Justiz in NRW. Dreimal falsch macht 5 Mal richtig!?!?

Nachfolgend aufgrund einer Schadensersatzforderung der gütersloher Polizistin Stephanie N., welche infolge einer Fingerprellung einen Monat krankgefeiert hat. Das „Beweisfoto ausgestreckter Zeigefinger“ – welches zwei ausgestreckte Mittelfinger zeigt – ist übrigens einen Monat VOR der behaupteten Tat datiert worden – auch solche Fakten sind den Gerichten nicht „gewürdigt“ worden. Würde die Polizei „zu schlecht dastehen lassen“, meine Vermutung. Das Prinzip der drei Affen bei unliebsamen Bewiesen – vollkommene Ignoranz. Polizeigewalt, Amtsmissbrauch, Faschismus im Amt, … gibt es für manche Personen wohl nicht, so lange diese einfach konsequent realitätsverweigernd agieren bzw. es unterlassen rechtmäßige „Verfahren“ zu ermöglichen.

Spoiler: Richterin Hensler hat ebenso keinerlei Beweise zu meiner Entlastung zugelassen – jedwede „Existenz“ dieser wurde verschwiegen… Jegliche Beweisanträge wurden nicht abgewiesen, sondern einfach „weggelassen“, scheinen nicht der Rede wert zu sein.

Das Land NRW hat somit „RECHTmäßigen“ Anspruch auf Schadensersatz bekommen – denn es ist kein/e Anwältin bereit, hier tätig zu werden – oder (die wenigen, die auch mal medienwirksam, ausnahmsweise, hoch entlohnt solche Fälle verteidigen) „5.000 Euro, dafür, dass ich mir das nur angucke und meine Einschätzung abgebe“ – übliche Reaktion. Oder halt „keine Zeit“, „nicht mein Fachgebiet“, oder sehr selten ehrlich „mit denen lege ich mich nicht an“. Da ist mir auch eine Rechtsschutzversicherung „Arag Plus“ in keinster Weise hilfreich gewesen – denn „Bereitschaft“, gegen die Polizei vorzugehen, besteht auch bei deren gelisteten Anwält:innen nicht.

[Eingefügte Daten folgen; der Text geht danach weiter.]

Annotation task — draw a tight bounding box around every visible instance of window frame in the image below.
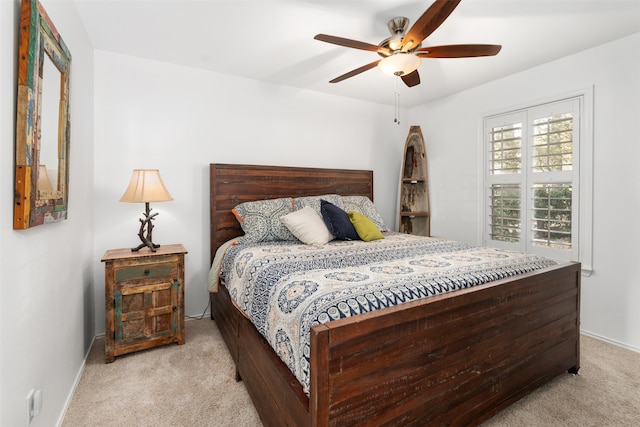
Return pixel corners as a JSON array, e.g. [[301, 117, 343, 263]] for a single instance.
[[478, 87, 593, 276]]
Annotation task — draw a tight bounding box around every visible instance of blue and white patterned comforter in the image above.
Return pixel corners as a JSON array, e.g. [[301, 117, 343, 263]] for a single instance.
[[214, 233, 555, 393]]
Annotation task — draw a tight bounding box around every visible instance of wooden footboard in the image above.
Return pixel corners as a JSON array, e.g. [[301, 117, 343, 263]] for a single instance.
[[211, 263, 580, 426], [310, 263, 580, 426]]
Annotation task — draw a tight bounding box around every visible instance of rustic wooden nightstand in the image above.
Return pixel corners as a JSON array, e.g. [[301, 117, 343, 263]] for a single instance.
[[102, 245, 187, 363]]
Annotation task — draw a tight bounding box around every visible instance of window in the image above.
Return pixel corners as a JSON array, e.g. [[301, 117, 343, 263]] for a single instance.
[[483, 95, 591, 269]]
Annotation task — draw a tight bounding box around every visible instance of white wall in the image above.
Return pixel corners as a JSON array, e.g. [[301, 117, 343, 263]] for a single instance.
[[0, 0, 95, 427], [409, 33, 640, 351], [93, 51, 409, 334]]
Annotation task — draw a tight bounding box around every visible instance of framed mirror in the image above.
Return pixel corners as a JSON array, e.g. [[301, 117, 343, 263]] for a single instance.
[[13, 0, 71, 230]]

Der „Start“ des Verfahrens hat fast 3 Jahre gedauert – es wurde wohl „abgewartet“, wie AG-Halle(Westf.) (Richterin Seyfeli und Oberamtsanwältin Pautz) und LG-Bielefeld (Richter Kleine und Staatsanwalt Kleye) jedwede Aussage zu den Tathandlungen der Polizist:innen „erfolgreich unterließen zu dokumentieren“ und auch das OLG Hamm keinerlei Bedenken hatte – wobei doch meine Internetseite VOR Verfahrensbeginn die wesentlichen BEWEISE enthielt – und ich ausdrücklich und mehrfach darauf hinwies – aber auch das wurde „verschwiegen“ im Protokoll meiner Einlassung. So wie jeglichje Beschreibungen der Verletzungsmethoden, Folter und deren Personenzuordnungen.. Und dass ich keinerlei anwaltliche Unterstützung hatte, war wohl ebenso „hilfreich“ – besonders, wenn das Urteil mE sagt „Ätsch, ohne Anwalt kannst Du nichtmal widersprechen…“. Somit beziehen sich die Gerichte auf deren eigene „Urteile“ – sofern diese eben NICHT Amtskolleg:innen belasten… und jegliche Zweifel an gerichtlicher Unabhängigkeit und Korrektheit müsste ja von Kolleg:innen untersucht werden.

Darum ist mE auch bei der berechtigten Systemkritik A.C.A.B. die Justiz inkl. Richter:innen (mit-)gemeint, (die meisten) Anwält:innen nicht ausgenommen.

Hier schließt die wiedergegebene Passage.